As I have mentioned in prior blog posts, I have been writing a data architecture book, which I started last November. The title of the book is “Deciphering Data Architectures: Choosing Between a Modern Data Warehouse, Data Fabric, Data Lakehouse, and Data Mesh” and it is being published by O’Reilly. They have made the first two chapters and the preface available in their Early Release program. It’s 32 printed pages. Check it out here! You can expect to see 1-2 additional chapters appear each month. This is a great way to start reading the book without having to wait until the entire book is done. Note you have to have an O’Reilly subscription to access it, or start a free 10-day trial. The site has the release date for the full book as September 2024, but I’m expecting it to be available by the end of this year. Please send me any feedback on the book to firstname.lastname@example.org. Would love to hear what you think!
Here is the abstract of the book:
Data fabric, data lakehouse, and data mesh have recently appeared as viable alternatives to the modern data warehouse. These new architectures have solid benefits, but they’re also surrounded by a lot of hyperbole and confusion. This practical book provides a guided tour of each architecture to help data professionals understand its pros and cons.
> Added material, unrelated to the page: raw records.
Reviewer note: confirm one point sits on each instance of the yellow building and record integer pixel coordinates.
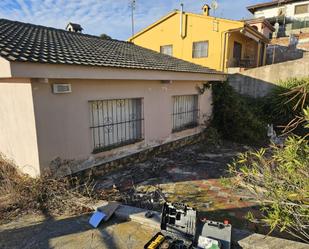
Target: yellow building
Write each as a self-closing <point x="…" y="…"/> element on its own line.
<point x="216" y="43"/>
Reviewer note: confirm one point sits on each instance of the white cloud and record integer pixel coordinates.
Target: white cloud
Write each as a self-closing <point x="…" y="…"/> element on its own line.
<point x="108" y="16"/>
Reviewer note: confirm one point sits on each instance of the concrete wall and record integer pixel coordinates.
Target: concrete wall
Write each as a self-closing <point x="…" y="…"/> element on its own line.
<point x="258" y="82"/>
<point x="63" y="120"/>
<point x="272" y="11"/>
<point x="18" y="140"/>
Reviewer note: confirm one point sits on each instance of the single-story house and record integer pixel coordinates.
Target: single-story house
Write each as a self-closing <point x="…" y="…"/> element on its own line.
<point x="78" y="97"/>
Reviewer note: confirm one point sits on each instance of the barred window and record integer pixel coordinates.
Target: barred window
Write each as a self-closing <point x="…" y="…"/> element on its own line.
<point x="167" y="49"/>
<point x="115" y="123"/>
<point x="185" y="112"/>
<point x="301" y="9"/>
<point x="200" y="49"/>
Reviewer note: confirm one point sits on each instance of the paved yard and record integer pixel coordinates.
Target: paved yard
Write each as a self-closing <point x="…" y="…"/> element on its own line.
<point x="38" y="232"/>
<point x="191" y="175"/>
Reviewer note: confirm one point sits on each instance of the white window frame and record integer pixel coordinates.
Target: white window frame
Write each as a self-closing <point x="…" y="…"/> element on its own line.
<point x="167" y="49"/>
<point x="200" y="49"/>
<point x="116" y="122"/>
<point x="307" y="4"/>
<point x="185" y="112"/>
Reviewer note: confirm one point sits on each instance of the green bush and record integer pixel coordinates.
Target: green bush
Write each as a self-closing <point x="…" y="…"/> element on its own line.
<point x="278" y="177"/>
<point x="286" y="101"/>
<point x="237" y="118"/>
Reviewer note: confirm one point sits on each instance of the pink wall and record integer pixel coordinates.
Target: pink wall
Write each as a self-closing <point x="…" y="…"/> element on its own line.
<point x="63" y="120"/>
<point x="18" y="140"/>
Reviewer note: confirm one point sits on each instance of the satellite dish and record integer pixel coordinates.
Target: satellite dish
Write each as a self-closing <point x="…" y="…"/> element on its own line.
<point x="214" y="5"/>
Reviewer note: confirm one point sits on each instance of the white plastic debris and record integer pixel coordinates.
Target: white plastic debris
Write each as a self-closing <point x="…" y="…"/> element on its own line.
<point x="207" y="243"/>
<point x="97" y="218"/>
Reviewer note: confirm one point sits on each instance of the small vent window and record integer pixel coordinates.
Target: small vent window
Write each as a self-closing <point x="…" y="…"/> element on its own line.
<point x="115" y="123"/>
<point x="200" y="49"/>
<point x="167" y="49"/>
<point x="301" y="9"/>
<point x="185" y="112"/>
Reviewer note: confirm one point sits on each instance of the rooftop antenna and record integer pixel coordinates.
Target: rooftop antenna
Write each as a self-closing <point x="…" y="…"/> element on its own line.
<point x="132" y="6"/>
<point x="214" y="5"/>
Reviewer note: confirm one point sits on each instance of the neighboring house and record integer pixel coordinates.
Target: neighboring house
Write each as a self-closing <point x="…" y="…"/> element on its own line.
<point x="83" y="98"/>
<point x="262" y="25"/>
<point x="287" y="16"/>
<point x="217" y="43"/>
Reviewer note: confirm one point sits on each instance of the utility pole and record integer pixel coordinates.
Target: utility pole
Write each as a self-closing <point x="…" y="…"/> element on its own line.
<point x="132" y="5"/>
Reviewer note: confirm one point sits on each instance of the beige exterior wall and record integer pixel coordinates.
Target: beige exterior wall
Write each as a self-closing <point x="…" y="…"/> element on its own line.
<point x="18" y="140"/>
<point x="63" y="120"/>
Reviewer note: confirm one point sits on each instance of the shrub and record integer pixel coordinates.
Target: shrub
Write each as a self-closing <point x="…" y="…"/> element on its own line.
<point x="286" y="101"/>
<point x="237" y="118"/>
<point x="44" y="194"/>
<point x="279" y="179"/>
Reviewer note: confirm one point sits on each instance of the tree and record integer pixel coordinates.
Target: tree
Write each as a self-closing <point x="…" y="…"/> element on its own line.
<point x="278" y="177"/>
<point x="105" y="36"/>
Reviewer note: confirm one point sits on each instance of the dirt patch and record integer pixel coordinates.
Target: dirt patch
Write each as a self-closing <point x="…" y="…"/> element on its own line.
<point x="21" y="194"/>
<point x="192" y="175"/>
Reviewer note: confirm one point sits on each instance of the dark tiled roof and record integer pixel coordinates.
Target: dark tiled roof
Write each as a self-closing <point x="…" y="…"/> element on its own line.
<point x="38" y="44"/>
<point x="75" y="26"/>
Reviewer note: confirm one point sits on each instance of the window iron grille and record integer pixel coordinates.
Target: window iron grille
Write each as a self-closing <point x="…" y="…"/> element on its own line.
<point x="116" y="123"/>
<point x="185" y="112"/>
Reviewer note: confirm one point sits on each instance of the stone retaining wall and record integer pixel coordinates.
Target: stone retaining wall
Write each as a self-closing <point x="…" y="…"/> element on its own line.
<point x="130" y="160"/>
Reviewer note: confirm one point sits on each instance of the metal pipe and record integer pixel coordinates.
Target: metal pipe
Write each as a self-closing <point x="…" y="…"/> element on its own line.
<point x="181" y="21"/>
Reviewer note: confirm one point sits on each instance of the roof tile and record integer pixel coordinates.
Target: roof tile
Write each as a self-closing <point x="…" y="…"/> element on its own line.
<point x="32" y="43"/>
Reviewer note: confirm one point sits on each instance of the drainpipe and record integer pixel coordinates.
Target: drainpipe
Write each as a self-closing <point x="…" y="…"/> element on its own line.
<point x="181" y="22"/>
<point x="225" y="33"/>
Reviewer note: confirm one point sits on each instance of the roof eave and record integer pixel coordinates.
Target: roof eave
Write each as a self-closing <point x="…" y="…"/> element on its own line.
<point x="5" y="66"/>
<point x="62" y="71"/>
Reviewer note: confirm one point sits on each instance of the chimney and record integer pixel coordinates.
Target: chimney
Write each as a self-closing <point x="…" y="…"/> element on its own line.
<point x="74" y="27"/>
<point x="206" y="9"/>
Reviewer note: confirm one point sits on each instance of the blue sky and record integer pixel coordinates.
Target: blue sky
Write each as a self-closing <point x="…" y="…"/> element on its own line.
<point x="110" y="16"/>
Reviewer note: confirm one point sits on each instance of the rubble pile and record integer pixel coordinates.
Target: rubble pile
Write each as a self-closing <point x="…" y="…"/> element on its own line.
<point x="181" y="174"/>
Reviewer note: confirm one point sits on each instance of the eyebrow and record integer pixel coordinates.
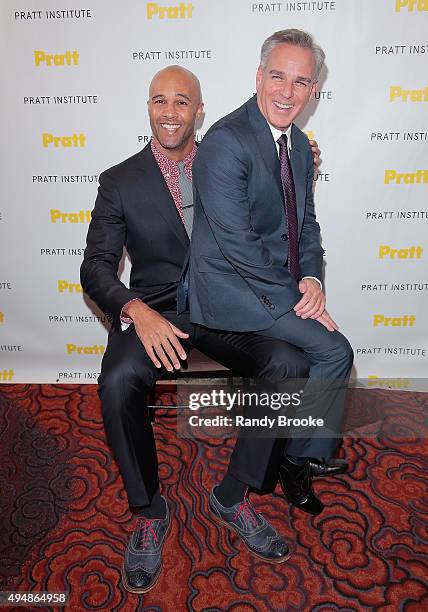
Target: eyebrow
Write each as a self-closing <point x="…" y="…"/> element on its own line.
<point x="157" y="96"/>
<point x="299" y="78"/>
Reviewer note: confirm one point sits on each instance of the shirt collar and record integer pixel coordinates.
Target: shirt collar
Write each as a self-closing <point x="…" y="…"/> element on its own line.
<point x="277" y="133"/>
<point x="170" y="163"/>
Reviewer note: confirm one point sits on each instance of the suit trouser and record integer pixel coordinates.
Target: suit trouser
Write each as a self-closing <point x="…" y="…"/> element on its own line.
<point x="330" y="357"/>
<point x="127" y="374"/>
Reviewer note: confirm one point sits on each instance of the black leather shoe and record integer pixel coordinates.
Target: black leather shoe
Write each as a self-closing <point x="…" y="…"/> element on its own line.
<point x="261" y="539"/>
<point x="296" y="484"/>
<point x="143" y="555"/>
<point x="320" y="466"/>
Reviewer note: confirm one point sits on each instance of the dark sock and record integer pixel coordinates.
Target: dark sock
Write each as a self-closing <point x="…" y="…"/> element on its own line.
<point x="230" y="491"/>
<point x="156" y="509"/>
<point x="297" y="460"/>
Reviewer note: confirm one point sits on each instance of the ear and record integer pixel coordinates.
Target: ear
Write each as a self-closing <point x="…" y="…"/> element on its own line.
<point x="259" y="76"/>
<point x="200" y="109"/>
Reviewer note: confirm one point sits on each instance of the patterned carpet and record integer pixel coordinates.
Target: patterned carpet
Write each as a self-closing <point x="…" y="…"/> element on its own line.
<point x="65" y="520"/>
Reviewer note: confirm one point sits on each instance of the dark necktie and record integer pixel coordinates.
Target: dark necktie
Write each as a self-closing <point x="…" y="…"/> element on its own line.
<point x="290" y="207"/>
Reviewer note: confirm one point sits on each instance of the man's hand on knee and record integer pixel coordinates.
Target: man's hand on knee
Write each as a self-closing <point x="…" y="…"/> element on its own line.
<point x="312" y="303"/>
<point x="317" y="156"/>
<point x="158" y="336"/>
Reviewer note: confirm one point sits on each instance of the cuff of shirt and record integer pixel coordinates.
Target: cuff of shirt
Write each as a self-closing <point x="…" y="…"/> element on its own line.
<point x="126" y="321"/>
<point x="315" y="278"/>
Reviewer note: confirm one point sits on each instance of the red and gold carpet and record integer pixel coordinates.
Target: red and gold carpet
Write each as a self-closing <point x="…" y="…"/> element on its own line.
<point x="65" y="520"/>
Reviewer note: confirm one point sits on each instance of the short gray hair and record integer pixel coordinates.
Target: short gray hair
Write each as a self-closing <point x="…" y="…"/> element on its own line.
<point x="298" y="38"/>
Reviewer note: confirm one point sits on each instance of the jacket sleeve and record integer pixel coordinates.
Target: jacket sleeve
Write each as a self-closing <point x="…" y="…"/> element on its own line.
<point x="310" y="250"/>
<point x="104" y="249"/>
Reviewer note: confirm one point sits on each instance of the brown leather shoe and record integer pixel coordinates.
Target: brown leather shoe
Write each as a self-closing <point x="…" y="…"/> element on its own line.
<point x="320" y="466"/>
<point x="296" y="484"/>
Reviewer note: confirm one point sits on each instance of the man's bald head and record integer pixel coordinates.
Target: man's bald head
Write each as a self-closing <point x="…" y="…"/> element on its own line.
<point x="175" y="104"/>
<point x="177" y="72"/>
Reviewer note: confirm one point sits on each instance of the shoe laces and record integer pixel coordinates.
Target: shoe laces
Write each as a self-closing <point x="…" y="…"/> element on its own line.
<point x="248" y="512"/>
<point x="146" y="531"/>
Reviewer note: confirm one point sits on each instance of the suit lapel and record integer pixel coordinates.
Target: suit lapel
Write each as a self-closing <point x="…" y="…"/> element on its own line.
<point x="160" y="194"/>
<point x="298" y="168"/>
<point x="265" y="142"/>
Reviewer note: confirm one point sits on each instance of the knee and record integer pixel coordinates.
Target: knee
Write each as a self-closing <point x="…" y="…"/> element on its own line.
<point x="342" y="350"/>
<point x="285" y="364"/>
<point x="119" y="381"/>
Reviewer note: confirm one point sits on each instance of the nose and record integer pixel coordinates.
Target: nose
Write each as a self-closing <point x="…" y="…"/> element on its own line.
<point x="287" y="88"/>
<point x="169" y="110"/>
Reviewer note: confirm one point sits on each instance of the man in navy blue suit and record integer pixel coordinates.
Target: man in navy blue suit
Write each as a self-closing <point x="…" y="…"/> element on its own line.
<point x="145" y="204"/>
<point x="256" y="256"/>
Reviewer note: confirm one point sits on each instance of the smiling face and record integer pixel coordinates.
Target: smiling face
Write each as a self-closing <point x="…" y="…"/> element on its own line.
<point x="174" y="106"/>
<point x="285" y="85"/>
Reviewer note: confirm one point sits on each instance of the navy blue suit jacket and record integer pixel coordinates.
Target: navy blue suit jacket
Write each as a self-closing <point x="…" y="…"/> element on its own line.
<point x="238" y="277"/>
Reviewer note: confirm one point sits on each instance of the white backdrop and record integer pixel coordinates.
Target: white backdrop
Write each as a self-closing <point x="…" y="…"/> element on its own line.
<point x="74" y="93"/>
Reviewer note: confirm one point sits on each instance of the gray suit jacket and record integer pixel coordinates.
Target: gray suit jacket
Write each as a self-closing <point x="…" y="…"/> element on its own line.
<point x="238" y="277"/>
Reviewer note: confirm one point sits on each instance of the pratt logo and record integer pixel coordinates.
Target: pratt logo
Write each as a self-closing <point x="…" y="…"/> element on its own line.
<point x="411" y="5"/>
<point x="385" y="251"/>
<point x="75" y="140"/>
<point x="83" y="216"/>
<point x="67" y="287"/>
<point x="408" y="178"/>
<point x="177" y="11"/>
<point x="404" y="321"/>
<point x="7" y="375"/>
<point x="408" y="95"/>
<point x="390" y="383"/>
<point x="69" y="58"/>
<point x="96" y="349"/>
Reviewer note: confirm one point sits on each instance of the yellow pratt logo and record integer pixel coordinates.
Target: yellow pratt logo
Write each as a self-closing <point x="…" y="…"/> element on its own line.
<point x="6" y="375"/>
<point x="387" y="252"/>
<point x="67" y="287"/>
<point x="176" y="11"/>
<point x="404" y="321"/>
<point x="411" y="5"/>
<point x="83" y="216"/>
<point x="96" y="349"/>
<point x="406" y="178"/>
<point x="75" y="140"/>
<point x="408" y="95"/>
<point x="69" y="58"/>
<point x="390" y="383"/>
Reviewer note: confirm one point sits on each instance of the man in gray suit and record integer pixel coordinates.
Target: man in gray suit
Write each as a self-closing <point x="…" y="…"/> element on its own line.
<point x="256" y="256"/>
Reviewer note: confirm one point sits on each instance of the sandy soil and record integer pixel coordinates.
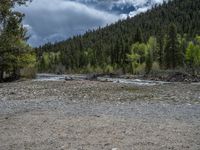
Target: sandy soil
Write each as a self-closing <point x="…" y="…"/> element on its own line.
<point x="76" y="115"/>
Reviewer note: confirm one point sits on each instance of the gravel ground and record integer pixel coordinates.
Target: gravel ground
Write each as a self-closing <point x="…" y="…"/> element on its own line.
<point x="76" y="115"/>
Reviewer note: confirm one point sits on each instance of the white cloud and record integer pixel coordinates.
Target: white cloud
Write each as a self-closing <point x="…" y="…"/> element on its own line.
<point x="59" y="19"/>
<point x="53" y="20"/>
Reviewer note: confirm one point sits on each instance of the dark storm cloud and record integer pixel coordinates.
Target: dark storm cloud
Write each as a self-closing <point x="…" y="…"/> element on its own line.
<point x="54" y="20"/>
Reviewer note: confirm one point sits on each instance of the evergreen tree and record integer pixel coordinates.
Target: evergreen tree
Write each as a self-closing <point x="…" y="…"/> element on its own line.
<point x="138" y="36"/>
<point x="13" y="48"/>
<point x="172" y="54"/>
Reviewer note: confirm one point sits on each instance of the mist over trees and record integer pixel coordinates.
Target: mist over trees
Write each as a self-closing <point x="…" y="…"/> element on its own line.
<point x="162" y="38"/>
<point x="16" y="54"/>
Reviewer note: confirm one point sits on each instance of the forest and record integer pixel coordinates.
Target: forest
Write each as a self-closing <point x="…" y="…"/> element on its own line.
<point x="17" y="58"/>
<point x="167" y="37"/>
<point x="163" y="38"/>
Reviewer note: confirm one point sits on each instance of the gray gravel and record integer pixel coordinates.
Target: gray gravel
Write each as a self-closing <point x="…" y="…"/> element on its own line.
<point x="95" y="115"/>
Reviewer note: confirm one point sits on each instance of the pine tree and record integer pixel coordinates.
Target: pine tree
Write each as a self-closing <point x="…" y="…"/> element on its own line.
<point x="138" y="36"/>
<point x="172" y="50"/>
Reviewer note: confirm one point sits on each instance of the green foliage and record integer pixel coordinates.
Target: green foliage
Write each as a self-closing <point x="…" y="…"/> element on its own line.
<point x="15" y="53"/>
<point x="173" y="54"/>
<point x="159" y="35"/>
<point x="193" y="54"/>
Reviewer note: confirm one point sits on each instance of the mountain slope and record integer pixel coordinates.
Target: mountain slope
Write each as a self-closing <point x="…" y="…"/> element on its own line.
<point x="117" y="38"/>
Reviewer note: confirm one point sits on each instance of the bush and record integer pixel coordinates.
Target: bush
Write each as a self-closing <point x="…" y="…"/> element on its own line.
<point x="28" y="72"/>
<point x="140" y="69"/>
<point x="155" y="67"/>
<point x="108" y="69"/>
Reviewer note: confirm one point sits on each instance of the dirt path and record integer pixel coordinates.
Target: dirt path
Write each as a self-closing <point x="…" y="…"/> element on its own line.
<point x="93" y="115"/>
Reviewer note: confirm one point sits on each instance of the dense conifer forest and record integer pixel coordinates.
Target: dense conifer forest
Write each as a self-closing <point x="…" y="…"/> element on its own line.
<point x="17" y="58"/>
<point x="165" y="37"/>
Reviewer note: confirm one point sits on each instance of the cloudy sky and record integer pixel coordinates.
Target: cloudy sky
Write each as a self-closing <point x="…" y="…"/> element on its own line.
<point x="55" y="20"/>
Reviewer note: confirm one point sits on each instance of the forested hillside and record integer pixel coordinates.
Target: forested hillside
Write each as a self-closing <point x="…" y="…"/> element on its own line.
<point x="17" y="58"/>
<point x="165" y="37"/>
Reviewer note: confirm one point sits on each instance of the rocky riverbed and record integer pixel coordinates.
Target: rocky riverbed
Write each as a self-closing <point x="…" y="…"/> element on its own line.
<point x="70" y="115"/>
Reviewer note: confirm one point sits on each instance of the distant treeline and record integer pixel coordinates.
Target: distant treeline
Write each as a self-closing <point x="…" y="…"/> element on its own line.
<point x="17" y="58"/>
<point x="165" y="37"/>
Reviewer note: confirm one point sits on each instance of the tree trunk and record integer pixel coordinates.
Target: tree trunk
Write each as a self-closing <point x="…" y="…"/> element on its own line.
<point x="1" y="75"/>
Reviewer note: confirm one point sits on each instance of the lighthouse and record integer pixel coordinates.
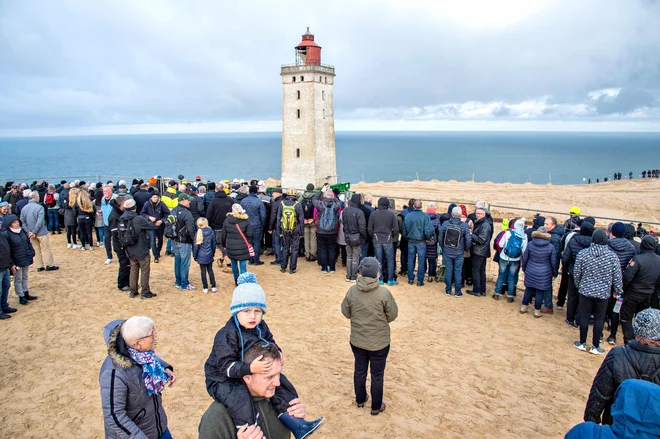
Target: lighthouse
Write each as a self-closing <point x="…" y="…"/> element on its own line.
<point x="308" y="123"/>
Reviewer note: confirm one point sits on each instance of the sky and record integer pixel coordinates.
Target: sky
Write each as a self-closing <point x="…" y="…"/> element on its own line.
<point x="159" y="66"/>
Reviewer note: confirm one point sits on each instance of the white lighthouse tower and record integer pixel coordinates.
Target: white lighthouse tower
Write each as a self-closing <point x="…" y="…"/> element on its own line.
<point x="308" y="124"/>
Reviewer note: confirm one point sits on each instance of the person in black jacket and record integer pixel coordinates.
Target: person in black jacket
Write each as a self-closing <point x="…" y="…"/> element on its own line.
<point x="639" y="359"/>
<point x="217" y="212"/>
<point x="141" y="197"/>
<point x="124" y="270"/>
<point x="574" y="246"/>
<point x="226" y="366"/>
<point x="383" y="227"/>
<point x="182" y="243"/>
<point x="235" y="236"/>
<point x="355" y="233"/>
<point x="156" y="212"/>
<point x="290" y="223"/>
<point x="6" y="266"/>
<point x="641" y="280"/>
<point x="138" y="253"/>
<point x="22" y="255"/>
<point x="480" y="250"/>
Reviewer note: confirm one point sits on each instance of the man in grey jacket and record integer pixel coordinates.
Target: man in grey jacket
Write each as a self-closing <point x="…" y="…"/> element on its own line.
<point x="33" y="220"/>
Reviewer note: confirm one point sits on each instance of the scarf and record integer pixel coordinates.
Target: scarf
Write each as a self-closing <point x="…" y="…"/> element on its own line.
<point x="153" y="373"/>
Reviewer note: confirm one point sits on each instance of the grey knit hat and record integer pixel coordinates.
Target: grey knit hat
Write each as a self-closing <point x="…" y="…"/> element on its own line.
<point x="248" y="295"/>
<point x="369" y="267"/>
<point x="647" y="324"/>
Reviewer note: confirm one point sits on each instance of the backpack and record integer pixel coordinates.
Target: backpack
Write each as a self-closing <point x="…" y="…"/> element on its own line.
<point x="50" y="200"/>
<point x="328" y="221"/>
<point x="308" y="208"/>
<point x="452" y="236"/>
<point x="513" y="247"/>
<point x="171" y="226"/>
<point x="127" y="235"/>
<point x="289" y="223"/>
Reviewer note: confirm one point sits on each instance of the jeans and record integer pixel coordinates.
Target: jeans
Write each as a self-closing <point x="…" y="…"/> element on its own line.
<point x="453" y="272"/>
<point x="376" y="360"/>
<point x="327" y="250"/>
<point x="479" y="274"/>
<point x="418" y="250"/>
<point x="531" y="292"/>
<point x="277" y="246"/>
<point x="353" y="254"/>
<point x="388" y="249"/>
<point x="597" y="307"/>
<point x="256" y="243"/>
<point x="235" y="265"/>
<point x="107" y="241"/>
<point x="6" y="283"/>
<point x="632" y="304"/>
<point x="156" y="239"/>
<point x="508" y="274"/>
<point x="53" y="220"/>
<point x="182" y="254"/>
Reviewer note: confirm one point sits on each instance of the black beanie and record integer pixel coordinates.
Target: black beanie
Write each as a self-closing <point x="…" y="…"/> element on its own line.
<point x="587" y="229"/>
<point x="599" y="237"/>
<point x="369" y="267"/>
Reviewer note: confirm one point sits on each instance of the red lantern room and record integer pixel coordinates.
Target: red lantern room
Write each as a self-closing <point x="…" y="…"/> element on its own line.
<point x="308" y="52"/>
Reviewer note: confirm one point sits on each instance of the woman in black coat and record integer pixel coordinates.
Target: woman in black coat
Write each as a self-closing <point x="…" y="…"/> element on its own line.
<point x="235" y="242"/>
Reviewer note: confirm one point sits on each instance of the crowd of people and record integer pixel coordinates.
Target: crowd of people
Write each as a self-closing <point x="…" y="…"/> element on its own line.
<point x="607" y="276"/>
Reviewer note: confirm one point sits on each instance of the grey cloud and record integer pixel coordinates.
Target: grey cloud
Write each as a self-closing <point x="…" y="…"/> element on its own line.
<point x="79" y="63"/>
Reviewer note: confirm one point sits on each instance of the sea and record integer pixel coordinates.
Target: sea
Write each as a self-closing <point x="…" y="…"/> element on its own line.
<point x="517" y="157"/>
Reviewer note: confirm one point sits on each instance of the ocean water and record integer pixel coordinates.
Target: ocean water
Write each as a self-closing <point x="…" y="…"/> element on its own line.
<point x="518" y="157"/>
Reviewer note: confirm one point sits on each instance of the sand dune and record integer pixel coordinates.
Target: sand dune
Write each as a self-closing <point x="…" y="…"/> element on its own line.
<point x="458" y="368"/>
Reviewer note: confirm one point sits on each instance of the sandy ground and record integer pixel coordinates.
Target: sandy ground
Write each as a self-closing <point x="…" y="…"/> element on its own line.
<point x="458" y="368"/>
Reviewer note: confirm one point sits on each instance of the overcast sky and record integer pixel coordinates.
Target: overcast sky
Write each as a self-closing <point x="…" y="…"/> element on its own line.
<point x="70" y="66"/>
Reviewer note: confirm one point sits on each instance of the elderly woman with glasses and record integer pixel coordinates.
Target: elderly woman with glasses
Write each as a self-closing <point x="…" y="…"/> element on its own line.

In the process, James Serra, big data and data warehousing solution architect at Microsoft, examines common data architecture concepts, including how data warehouses have had to evolve to work with data lake features. You’ll learn what data lakehouses can help you achieve, and how to distinguish data mesh hype from reality. Best of all, you’ll be able to determine the most appropriate data architecture for your needs. By reading this book, you’ll:
- Gain a working understanding of several data architectures
- Know the pros and cons of each approach
- Distinguish data architecture theory from the reality
- Learn to pick the best architecture for your use case
- Understand the differences between data warehouses and data lakes
- Learn common data architecture concepts to help you build better solutions
- Alleviate confusion by clearly defining each data architecture
- Know what architectures to use for each cloud provider
And here is the table of contents (subject to change):
A brief description of how the book publishing process works, for those interested: You submit a book proposal (for O’Reilly go here). You discuss your abstract with an acquisitions editor, and if the proposal is accepted, you sign a contract that contains a timeline for when the chapters are due. Then start writing! It could take a year or more to finish a book, hence the benefit of the Early Release program. How this works is you write a chapter and submit it to a development editor, who will make edits and suggested changes and sends it back to you (the edits are more along the lines of structure and content, not so much on grammar). You make some or all of the suggested changes and submit it back to the development editor. You may repeat this cycle a couple of times for each chapter. Once you do this for two chapters (they don’t have to be the first two chapters in the book), you are ready for the early-release program. Those two chapters are sent to a production editor who publishes them to the O’Reilly site. Then approximately every month you try and write 1-2 chapters that can be edited and posted to the site. The content is considered “unedited” but as I explained earlier there is editing being done for structure and content and the grammar editing will be done by a copy editor after all the chapters are posted in the Early Release program. So the chapters you read in the Early Release program will have some changes, but usually not much. Most of what I’m describing happens before your book gets to production (if you’re curious about that, I’d recommend checking out O’Reilly’s guide to Production.) The Early Release process is pretty O’Reilly-specific, and different authors and development editors will manage the revisions and number of chapter expectations differently. The level of edit for copyedits and proofreads in production will depend on a number of factors as well.